Kafka Connect topics

When running in distributed mode, Kafka Connect uses three topics to store configuration, current offsets and status. Kafka Connect can create these topics automatically as it is started by the Event Streams operator. By default, the topics are:

connect-configs: This topic stores the connector and task configurations.
connect-offsets: This topic stores offsets for Kafka Connect.
connect-status: This topic stores status updates of connectors and tasks.

Note: If you want to run multiple Kafka Connect environments on the same cluster, you can override the default names of the topics in the configuration.

Authentication and authorization

Kafka Connect uses an Apache Kafka client just like a regular application, and the usual authentication and authorization rules apply.

Kafka Connect will need authorization to:

Produce and consume to the internal Kafka Connect topics and, if you want the topics to be created automatically, to create these topics.
Produce to the target topics of any source connectors that you are using.
Consume from the source topics of any sink connectors that you are using.

Note: For more information about authentication and the credentials and certificates required, see the information about managing access.

Connect catalog

The connect catalog contains a list of connectors, converters, and transformations that are supported either by IBM or the community.

Community supported connectors are supported through the community that maintains them. IBM supported connectors are fully supported as part of the official Event Streams support entitlement if you have a license for IBM Event Automation or IBM Cloud Pak for Integration.

See the connect catalog for a list of connectors, converters, and transformations that work with Event Streams.

Kafka Connect: connect catalog

Setting up connectors

Event Streams provides help with setting up your Kafka Connect environment, adding connectors to that environment, and starting the connectors.

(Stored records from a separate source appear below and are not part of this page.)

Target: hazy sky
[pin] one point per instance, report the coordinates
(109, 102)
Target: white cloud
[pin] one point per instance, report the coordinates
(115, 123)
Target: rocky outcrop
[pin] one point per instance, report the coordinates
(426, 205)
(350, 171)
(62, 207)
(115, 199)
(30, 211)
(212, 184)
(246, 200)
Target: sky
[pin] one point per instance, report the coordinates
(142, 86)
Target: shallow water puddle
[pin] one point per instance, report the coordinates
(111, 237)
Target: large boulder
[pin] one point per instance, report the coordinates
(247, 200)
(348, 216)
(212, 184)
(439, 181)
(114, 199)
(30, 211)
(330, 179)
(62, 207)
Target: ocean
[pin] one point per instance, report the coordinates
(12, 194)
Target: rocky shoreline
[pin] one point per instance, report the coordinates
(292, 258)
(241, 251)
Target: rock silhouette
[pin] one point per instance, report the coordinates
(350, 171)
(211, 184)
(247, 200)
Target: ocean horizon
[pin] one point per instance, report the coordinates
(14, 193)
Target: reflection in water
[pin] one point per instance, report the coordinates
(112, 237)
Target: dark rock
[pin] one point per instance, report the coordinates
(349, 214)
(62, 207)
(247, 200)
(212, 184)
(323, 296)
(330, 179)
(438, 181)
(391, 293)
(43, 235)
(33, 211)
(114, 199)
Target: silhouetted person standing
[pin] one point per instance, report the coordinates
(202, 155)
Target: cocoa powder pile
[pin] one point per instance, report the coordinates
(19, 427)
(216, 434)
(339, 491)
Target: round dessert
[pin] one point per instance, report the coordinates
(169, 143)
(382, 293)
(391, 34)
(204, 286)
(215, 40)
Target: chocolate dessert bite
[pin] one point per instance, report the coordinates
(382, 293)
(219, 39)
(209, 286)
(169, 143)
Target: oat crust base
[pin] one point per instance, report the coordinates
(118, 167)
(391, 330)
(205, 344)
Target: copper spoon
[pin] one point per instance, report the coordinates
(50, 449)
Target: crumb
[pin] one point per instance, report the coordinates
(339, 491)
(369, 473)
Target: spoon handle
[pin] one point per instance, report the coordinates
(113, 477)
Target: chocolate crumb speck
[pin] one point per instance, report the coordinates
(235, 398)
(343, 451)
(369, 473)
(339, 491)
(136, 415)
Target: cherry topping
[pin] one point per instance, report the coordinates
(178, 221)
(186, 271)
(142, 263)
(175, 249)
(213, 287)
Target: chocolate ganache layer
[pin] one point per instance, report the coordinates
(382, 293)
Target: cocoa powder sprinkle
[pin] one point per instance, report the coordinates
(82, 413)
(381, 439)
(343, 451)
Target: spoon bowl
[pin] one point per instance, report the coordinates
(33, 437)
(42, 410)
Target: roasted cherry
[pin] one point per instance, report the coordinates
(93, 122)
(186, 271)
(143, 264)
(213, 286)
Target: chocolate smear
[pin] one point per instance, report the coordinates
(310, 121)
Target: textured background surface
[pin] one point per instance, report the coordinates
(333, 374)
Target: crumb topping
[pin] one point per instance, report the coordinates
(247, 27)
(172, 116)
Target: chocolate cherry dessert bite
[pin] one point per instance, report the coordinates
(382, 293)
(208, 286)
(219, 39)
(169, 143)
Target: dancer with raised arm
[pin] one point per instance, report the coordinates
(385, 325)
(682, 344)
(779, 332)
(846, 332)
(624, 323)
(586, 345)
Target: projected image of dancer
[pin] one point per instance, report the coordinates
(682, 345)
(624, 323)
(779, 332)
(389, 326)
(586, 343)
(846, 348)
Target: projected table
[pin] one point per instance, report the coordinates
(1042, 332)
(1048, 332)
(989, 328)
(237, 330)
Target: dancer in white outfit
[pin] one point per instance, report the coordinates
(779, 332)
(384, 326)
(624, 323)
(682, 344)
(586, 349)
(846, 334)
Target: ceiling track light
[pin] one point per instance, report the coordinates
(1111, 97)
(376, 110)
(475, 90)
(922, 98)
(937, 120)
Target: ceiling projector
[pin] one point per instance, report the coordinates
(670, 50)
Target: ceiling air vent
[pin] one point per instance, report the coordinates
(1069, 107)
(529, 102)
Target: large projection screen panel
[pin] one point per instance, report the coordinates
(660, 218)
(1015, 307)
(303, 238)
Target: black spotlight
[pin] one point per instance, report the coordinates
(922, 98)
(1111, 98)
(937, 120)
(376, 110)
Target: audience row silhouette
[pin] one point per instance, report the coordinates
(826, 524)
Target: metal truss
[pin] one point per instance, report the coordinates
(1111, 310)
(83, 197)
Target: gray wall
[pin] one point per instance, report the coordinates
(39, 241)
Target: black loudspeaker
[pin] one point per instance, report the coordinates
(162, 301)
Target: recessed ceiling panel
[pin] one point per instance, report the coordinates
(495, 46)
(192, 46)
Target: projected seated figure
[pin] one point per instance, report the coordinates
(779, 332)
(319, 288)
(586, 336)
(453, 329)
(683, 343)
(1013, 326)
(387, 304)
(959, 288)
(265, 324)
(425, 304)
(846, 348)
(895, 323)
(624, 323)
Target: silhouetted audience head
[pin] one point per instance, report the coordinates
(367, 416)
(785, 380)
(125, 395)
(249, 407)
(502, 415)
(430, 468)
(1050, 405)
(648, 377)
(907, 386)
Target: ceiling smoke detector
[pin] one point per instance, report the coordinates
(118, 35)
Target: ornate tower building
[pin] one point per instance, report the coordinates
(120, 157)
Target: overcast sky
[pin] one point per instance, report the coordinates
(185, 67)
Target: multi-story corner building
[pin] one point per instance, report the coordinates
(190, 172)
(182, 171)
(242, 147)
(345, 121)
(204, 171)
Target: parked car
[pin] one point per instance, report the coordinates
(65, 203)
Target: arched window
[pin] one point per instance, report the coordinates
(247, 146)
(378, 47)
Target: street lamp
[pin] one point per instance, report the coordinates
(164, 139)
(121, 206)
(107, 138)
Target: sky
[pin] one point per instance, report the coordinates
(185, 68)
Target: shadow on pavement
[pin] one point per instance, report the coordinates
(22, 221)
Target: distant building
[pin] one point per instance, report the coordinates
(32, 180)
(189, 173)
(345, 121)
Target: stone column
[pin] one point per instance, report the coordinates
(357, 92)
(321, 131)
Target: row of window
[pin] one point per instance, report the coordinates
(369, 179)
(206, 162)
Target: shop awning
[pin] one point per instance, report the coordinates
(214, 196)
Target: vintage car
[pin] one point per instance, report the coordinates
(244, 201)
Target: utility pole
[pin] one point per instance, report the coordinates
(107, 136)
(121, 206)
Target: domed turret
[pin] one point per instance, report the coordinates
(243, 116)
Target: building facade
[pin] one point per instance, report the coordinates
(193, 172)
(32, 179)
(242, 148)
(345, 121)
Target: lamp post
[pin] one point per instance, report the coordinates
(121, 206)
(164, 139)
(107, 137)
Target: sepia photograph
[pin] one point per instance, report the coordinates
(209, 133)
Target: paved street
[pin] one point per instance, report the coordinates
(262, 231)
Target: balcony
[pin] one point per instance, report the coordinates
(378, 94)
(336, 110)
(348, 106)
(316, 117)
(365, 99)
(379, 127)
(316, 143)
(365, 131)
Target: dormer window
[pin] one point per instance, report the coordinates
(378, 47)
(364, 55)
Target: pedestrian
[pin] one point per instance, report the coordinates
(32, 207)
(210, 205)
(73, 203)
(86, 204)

See the instructions about setting up and running connectors.

Connectors for IBM MQ

Connectors are available for copying data between IBM MQ and Event Streams. There is a MQ source connector for copying data from IBM MQ into Event Streams or Apache Kafka, and a MQ sink connector for copying data from Event Streams or Apache Kafka into IBM MQ.

For more information about MQ connectors, see the topic about connecting to IBM MQ.